Robert Plant makes no bones about having been before. On Dreamland [Mercury] he offers the listener 11 versions of songs he grew up with and has now made his own. Many were featured on his Priory of Brion tour, but here he has assembled a new band - including Jah Wobble guitarist Justin Adams - to make this music new. Much is blues-based, but elsewhere he re-invigorates 'Hey Joe', explores the Youngblood's classic 'Darkness, Darkness' and manages to bring something new to Tim Buckley's astonishing 'Song to the Siren'. This is music for a lazy summer evening, a justified piece of revisitation that manages to skirt nostalgia.

I'm not so sure that David Bowie knows exactly where he is though!

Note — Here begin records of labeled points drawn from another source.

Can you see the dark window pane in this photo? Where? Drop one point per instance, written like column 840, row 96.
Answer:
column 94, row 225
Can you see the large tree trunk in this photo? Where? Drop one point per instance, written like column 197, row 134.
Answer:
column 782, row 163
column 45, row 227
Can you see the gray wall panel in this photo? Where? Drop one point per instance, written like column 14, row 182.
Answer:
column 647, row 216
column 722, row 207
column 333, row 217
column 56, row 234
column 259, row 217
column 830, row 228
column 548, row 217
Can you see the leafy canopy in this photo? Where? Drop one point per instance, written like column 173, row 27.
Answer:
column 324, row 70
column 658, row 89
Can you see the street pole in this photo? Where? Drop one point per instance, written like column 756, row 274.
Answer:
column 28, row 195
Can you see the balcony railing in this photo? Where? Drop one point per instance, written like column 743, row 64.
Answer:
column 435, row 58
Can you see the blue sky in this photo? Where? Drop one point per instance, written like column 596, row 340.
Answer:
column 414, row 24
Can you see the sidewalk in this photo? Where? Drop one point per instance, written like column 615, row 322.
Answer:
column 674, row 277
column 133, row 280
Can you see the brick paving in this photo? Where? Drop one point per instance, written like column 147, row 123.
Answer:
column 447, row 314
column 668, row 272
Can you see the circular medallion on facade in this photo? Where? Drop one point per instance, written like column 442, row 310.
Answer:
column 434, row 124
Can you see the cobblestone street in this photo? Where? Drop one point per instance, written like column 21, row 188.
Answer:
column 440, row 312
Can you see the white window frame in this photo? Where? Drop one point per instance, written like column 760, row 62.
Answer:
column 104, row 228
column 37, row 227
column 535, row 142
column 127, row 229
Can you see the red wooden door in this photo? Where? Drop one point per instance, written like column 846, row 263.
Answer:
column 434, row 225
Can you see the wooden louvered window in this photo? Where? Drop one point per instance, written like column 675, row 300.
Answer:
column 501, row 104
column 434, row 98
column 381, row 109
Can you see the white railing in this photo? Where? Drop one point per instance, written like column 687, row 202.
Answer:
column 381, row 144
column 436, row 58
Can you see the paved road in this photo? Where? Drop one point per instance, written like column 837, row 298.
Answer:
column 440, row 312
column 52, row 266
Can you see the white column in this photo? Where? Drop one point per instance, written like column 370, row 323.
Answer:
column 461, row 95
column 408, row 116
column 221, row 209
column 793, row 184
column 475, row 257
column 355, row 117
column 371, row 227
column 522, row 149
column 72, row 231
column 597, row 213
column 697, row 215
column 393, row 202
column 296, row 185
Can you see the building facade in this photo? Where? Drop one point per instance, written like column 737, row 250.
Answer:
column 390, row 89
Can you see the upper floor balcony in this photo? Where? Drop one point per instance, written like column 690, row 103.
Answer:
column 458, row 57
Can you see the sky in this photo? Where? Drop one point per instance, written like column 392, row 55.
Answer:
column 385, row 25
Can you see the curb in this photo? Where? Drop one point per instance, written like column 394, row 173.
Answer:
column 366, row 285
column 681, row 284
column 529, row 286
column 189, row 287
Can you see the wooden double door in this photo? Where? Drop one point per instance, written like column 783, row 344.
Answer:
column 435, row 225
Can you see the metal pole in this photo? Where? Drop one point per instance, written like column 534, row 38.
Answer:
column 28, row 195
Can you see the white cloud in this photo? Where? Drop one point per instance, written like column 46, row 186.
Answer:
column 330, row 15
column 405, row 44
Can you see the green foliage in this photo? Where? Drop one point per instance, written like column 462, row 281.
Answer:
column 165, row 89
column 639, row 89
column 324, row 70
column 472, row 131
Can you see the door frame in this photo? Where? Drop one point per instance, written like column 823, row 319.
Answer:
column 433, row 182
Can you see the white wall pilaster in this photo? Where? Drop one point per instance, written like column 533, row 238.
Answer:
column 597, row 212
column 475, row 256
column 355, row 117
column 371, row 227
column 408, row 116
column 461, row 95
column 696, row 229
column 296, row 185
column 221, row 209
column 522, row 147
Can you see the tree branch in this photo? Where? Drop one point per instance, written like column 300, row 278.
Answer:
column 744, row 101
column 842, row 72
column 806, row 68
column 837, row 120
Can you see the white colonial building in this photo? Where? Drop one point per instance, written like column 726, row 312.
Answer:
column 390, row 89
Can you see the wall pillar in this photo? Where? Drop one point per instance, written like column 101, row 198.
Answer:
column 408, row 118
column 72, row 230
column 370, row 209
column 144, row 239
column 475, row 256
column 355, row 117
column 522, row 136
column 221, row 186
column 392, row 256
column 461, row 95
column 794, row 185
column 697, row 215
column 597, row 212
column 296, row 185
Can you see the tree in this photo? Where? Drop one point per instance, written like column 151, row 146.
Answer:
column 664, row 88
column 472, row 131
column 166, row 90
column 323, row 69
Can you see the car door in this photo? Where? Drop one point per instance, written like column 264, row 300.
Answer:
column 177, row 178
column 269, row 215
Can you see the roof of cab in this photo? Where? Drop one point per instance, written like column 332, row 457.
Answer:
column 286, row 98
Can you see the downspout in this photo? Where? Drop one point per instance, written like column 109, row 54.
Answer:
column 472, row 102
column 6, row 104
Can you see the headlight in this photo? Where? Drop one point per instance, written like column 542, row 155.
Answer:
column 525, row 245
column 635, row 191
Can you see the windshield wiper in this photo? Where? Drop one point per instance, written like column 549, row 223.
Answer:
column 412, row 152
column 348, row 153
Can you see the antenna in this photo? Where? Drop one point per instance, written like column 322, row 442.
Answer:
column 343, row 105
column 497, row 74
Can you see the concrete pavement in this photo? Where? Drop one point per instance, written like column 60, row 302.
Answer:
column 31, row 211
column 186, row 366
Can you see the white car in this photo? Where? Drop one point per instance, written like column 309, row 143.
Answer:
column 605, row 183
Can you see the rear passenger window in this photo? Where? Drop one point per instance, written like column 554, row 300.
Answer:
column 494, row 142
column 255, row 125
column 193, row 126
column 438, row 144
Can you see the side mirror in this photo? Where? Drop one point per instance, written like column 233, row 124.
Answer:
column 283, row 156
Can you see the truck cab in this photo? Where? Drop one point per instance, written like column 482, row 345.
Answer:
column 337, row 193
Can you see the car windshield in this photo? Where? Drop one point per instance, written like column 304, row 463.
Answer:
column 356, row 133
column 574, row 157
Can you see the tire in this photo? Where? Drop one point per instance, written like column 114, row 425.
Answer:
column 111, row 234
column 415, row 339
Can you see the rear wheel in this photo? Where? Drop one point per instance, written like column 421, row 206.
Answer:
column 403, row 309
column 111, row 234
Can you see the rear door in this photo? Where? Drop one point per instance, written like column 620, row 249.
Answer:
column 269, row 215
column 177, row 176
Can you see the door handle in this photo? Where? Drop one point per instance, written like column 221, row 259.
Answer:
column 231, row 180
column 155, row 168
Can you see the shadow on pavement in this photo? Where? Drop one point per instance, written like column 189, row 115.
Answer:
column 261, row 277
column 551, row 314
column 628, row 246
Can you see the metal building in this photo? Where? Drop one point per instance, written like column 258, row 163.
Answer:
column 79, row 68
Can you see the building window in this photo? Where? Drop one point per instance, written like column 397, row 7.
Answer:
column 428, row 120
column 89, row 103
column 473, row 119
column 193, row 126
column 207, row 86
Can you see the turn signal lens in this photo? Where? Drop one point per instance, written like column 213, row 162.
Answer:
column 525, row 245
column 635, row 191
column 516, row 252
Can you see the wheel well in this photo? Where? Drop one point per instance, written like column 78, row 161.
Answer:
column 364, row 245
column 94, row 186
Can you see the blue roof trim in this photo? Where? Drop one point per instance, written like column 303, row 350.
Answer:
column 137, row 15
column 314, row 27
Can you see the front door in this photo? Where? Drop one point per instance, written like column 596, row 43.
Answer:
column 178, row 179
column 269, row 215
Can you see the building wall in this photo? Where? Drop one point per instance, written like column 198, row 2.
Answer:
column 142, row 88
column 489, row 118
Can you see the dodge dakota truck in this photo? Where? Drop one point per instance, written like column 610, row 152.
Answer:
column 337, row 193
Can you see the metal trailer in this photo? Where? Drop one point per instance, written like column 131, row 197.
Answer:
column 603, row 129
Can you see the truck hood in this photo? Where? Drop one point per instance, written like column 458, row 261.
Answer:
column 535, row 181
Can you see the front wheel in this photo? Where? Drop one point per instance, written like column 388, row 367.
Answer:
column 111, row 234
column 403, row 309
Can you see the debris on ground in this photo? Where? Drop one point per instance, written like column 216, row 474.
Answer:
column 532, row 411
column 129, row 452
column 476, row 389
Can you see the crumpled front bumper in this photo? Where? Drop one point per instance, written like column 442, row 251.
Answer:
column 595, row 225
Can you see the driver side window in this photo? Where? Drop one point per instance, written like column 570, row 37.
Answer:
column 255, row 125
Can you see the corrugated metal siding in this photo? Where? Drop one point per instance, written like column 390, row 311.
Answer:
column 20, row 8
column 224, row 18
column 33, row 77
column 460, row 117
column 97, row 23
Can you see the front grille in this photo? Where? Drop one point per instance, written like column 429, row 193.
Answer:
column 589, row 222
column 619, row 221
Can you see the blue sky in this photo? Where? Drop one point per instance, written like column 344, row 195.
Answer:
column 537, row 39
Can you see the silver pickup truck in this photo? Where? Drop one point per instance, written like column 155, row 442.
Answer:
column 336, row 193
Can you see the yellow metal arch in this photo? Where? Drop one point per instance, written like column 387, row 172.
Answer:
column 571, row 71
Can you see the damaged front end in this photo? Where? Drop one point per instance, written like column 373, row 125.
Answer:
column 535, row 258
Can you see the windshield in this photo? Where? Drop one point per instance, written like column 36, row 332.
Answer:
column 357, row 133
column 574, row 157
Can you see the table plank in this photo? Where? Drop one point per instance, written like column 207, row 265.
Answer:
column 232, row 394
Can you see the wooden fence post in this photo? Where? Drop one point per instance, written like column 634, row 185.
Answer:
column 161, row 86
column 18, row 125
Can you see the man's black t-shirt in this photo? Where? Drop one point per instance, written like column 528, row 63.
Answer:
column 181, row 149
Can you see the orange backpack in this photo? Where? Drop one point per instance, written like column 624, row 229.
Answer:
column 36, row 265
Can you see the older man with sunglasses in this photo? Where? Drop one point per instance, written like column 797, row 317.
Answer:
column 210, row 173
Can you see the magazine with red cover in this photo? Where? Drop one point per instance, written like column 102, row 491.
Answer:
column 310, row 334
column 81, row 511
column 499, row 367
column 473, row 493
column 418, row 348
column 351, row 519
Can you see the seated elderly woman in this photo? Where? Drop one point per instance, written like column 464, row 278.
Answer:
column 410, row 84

Heathen [ISO/Columbia] is being hailed by other reviewers as a 'return to form' [what, again?] and a classic album; for me it's his fourth album in a row that I like but that still doesn't come close to Heroes, Low or Station to Station. These songs are dark, menacing, literate and clever, with some musical and lyrical surprises, all beautifully arranged and played. But there's something slightly cold about them all, there's no 'edge' or sense of exploration. Which is something I also think Craig Armstrong struggles with on As If To Nothing [Melankolic] where his own tracks seem merely synthetic doodles in comparison to his astonishing versions of other people's music .

Best are the stripped-back tearjerker version of U2's 'Stay [Faraway, So Close!]' which manages to be both pompous and raw at the same time [Bono sings for all he's worth here] and Armstrong's 'Starless II', a reinvention of a King Crimson tune. Built around a guitar sample, Armstrong lets an orchestra riff and soar, both revisiting and re-inventing the original. It's a wonderful piece of music, and shows how both deconstruction and nostalgia can be places where we might want to go.